Sponsor

This version of YDrip was kindly sponsored by PCBWay. They have been my PCB vendor for version 1 and 2 so I'm thrilled they decided to sponsor the manufacturing for v2.5. I've used them in the past because their website provides real-time updates with the status of your product and their support engineers provide great design feedback to make sure their are no manufacturing delays. The ordering process is also extremely easy with their KiCad plugin, which automatically packages your board design, opens a browser, and adds it to your shopping cart.

This was my first time ordering 3D printed STL parts from PCBWay and I'm very satisfied with the result. The 0.8mm lip that connects the two halves of the enclosure printed perfectly along with all of the ribs for rigidity. Their part finishing is also well done with no signs of support marks or warping. The PCB quality is what you've come to expect with no flaws and good enough dimensional accuracy to friction fit into the case. Thanks PCBWay.

Electronic Design Changes

The ALT021-10E is an ultra sensitive magnetic sensor (0-0.25 mT). It's so sensitive that I've been able to use it without an amplification stage which has reduced BOM costs and complexity. Unfortunately, I've run into a few problems.

1. The earth's magnetic field can interfere with measurements depending on the device position.
2. Some water meters have very weak magnets that are not measurable with the current design.

To fix these issues, I decided to add an op-amp to amplify and offset the output signal. I chose the SLG88103104 from Renesas which has a stunning 375 nA quiescent current per channel. It also has a shutdown pin which I can duty cycle with the sensor, but it almost wouldn't make a difference in the total power budget.

The opamp is setup as a differential amplifier with both sides of the wheatstone bridge sensor going to the +- inputs of the amplifier. (Ignore the resistor values. They are just place holders)
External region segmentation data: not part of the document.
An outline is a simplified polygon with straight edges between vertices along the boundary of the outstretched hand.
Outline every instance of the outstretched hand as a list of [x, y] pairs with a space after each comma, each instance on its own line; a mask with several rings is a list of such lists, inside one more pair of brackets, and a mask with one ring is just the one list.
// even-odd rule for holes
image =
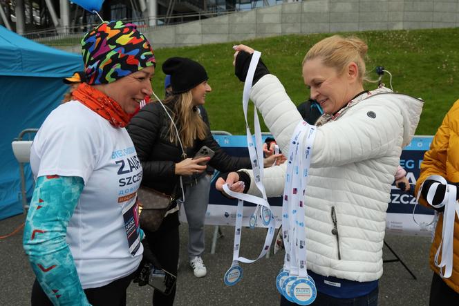
[[228, 184], [230, 190], [234, 192], [242, 193], [244, 191], [244, 188], [245, 188], [245, 184], [243, 181], [239, 180], [239, 175], [236, 172], [230, 172], [228, 173], [226, 180], [223, 178], [218, 178], [215, 183], [215, 188], [228, 198], [231, 197], [223, 191], [223, 185], [227, 183]]
[[236, 45], [233, 46], [233, 49], [236, 50], [234, 52], [234, 59], [233, 60], [233, 66], [236, 66], [236, 57], [237, 57], [239, 51], [245, 51], [249, 54], [252, 54], [255, 51], [253, 48], [245, 45]]
[[287, 160], [287, 158], [283, 154], [273, 154], [271, 156], [265, 158], [263, 164], [265, 168], [268, 168], [274, 166], [274, 163], [276, 166], [282, 164], [285, 162], [285, 160]]

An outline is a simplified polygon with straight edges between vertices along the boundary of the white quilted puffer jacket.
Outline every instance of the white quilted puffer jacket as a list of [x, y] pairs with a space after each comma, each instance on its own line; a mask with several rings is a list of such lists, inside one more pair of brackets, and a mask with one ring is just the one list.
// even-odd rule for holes
[[[382, 275], [391, 185], [402, 148], [411, 140], [423, 104], [384, 88], [370, 93], [355, 99], [336, 119], [317, 128], [305, 200], [308, 269], [359, 282]], [[301, 117], [283, 86], [274, 75], [265, 75], [252, 88], [250, 98], [288, 155]], [[285, 171], [285, 164], [265, 169], [268, 197], [282, 195]], [[248, 193], [259, 195], [252, 171], [247, 172], [252, 180]], [[332, 233], [332, 207], [337, 241]]]

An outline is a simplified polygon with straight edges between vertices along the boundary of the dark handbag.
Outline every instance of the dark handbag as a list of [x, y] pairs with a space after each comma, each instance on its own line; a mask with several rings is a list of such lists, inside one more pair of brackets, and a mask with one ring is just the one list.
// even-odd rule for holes
[[142, 207], [140, 228], [149, 231], [157, 231], [174, 199], [171, 195], [145, 187], [137, 191], [137, 198]]

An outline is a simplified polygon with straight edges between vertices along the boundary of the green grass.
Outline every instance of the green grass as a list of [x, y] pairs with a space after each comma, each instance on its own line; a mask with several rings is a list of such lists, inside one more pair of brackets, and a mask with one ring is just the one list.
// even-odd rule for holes
[[[160, 67], [167, 58], [180, 56], [195, 59], [205, 67], [213, 89], [207, 95], [205, 104], [212, 129], [244, 134], [243, 84], [234, 75], [232, 46], [243, 43], [261, 51], [271, 73], [281, 79], [292, 100], [299, 104], [309, 96], [301, 77], [303, 57], [314, 44], [330, 35], [284, 35], [235, 43], [157, 49], [155, 55], [158, 66], [153, 80], [153, 90], [162, 97], [165, 76]], [[416, 134], [433, 135], [447, 111], [459, 99], [459, 28], [341, 35], [353, 35], [367, 42], [366, 68], [371, 79], [377, 79], [374, 68], [384, 66], [393, 75], [392, 84], [395, 91], [422, 98], [425, 104]], [[152, 39], [154, 46], [154, 37]], [[383, 81], [388, 87], [388, 75], [386, 75]], [[374, 84], [367, 84], [366, 89], [375, 86]], [[250, 118], [252, 117], [250, 115]], [[264, 126], [262, 129], [267, 131]]]

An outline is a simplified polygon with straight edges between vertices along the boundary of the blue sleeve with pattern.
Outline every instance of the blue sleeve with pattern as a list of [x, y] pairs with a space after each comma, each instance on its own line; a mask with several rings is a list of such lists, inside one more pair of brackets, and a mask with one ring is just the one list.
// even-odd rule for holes
[[43, 291], [55, 305], [90, 305], [66, 242], [67, 224], [84, 184], [79, 177], [38, 178], [23, 245]]

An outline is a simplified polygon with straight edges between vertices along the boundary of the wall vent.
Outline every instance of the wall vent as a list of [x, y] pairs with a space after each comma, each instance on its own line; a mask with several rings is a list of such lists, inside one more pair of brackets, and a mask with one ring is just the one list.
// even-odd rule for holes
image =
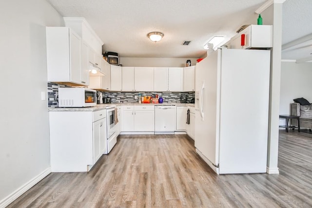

A better design would use an instrumentation amplifier to avoid loading the wheatstone bridge which could reduce accuracy if not take into account. One way to mitigate this is by using much larger input resistors than the bridge resistance (10k in this case). Here is an example from the datasheet. This app note from TI goes into more details about the tradeoffs for each approach.

This is great, because instrumentation amps cost more and drain more power. The addition of the amp solved my initial problems, but I ran into new ones.

New Problems...

Up until now I've been reusing some parts like the mag sensor since they were out of stock at the time. This meant I didn't have to deal with device to device variances which would impact my amplifier design. Silly mistake.   

The ALT021 wheatstone bridge DC offset variance is +- 20mV. We can see that in the datasheet and following plots.

Green & Yellow = Sensor 1

Pink & Blue = Sensor 2

Sensor 1 has a difference of 27mV between differential pairs and sensor two has a difference of 9mv. Here are the same devices rotated by 90 degrees.

There is a 2mv - 4mv change due to the earth's magnetic field.

This last plot is with a magnet spinning near the sensors.

In a perfect world both signals would be centred around Vcc/2 or 3.3V/2 = 1.65V with no magnetic field. The problem starts when you try to amplify the difference between the two differential pairs. The difference in DC offset between sensor 1 and sensor 2 will also get amplified resulting in an output signal with an even larger offset. Here is a simulation with sensor 1.

The bottom two lines are 50mV sine waves with 180 degree offset at 1.41V and 1.68V (sensor 1). We can see the output signal (green) is offset by about 2.6V. Let's take a look at sensor two which had a smaller offset between pairs.

The output signal is now centred at 1.5v.

In summary, there are two factors that impact the DC offset of the amplified signal. The DC offset variance of the wheatstone bridge and the earths magnetic field. This is important to characterize because the analog comparator needs a reference voltage to compare when counting 'zero' crossings. Should it be set to 2.6V for sensor one or 1.5V for sensor two? What happens if the device moves and that offset changes?

Possible Solutions

These are some of the possible solutions I considered:

1. Apply a high pass filter to remove the DC offset. The issue with this approach is it will filter very slow moving signals i.e. small leaks which could take hours to spin the magnet. Passive components would need to be large to not filter this signal.
2. Use software to remove the offset. This would be difficult to do reducing battery life significantly since this is moving the processing to a CPU instead of digital logic as it is now.
3. Calibrate each sensor in the factory and correct any offset with shunt resistors. While possible, this is too expensive and time consuming.
4. Use a DAC to bias the opamp and correct the offset dynamically. This could work since the calibration only needs to be done once by a uC.

I'm currently prototyping a dynamic calibration method similar to 4 which will be the subject of a future post. Here is the picture proof.

Enclosure Design Changes

The only major change for this version was to flip the mount orientation of the device. This allows the sensor to sit closer to the magnet, which improved signal detection. However, this meant the LED lens had to be moved. There wasn't enough room to add a cut out with the YDrip logo like the previous design so I opted for a simple circular LED lens.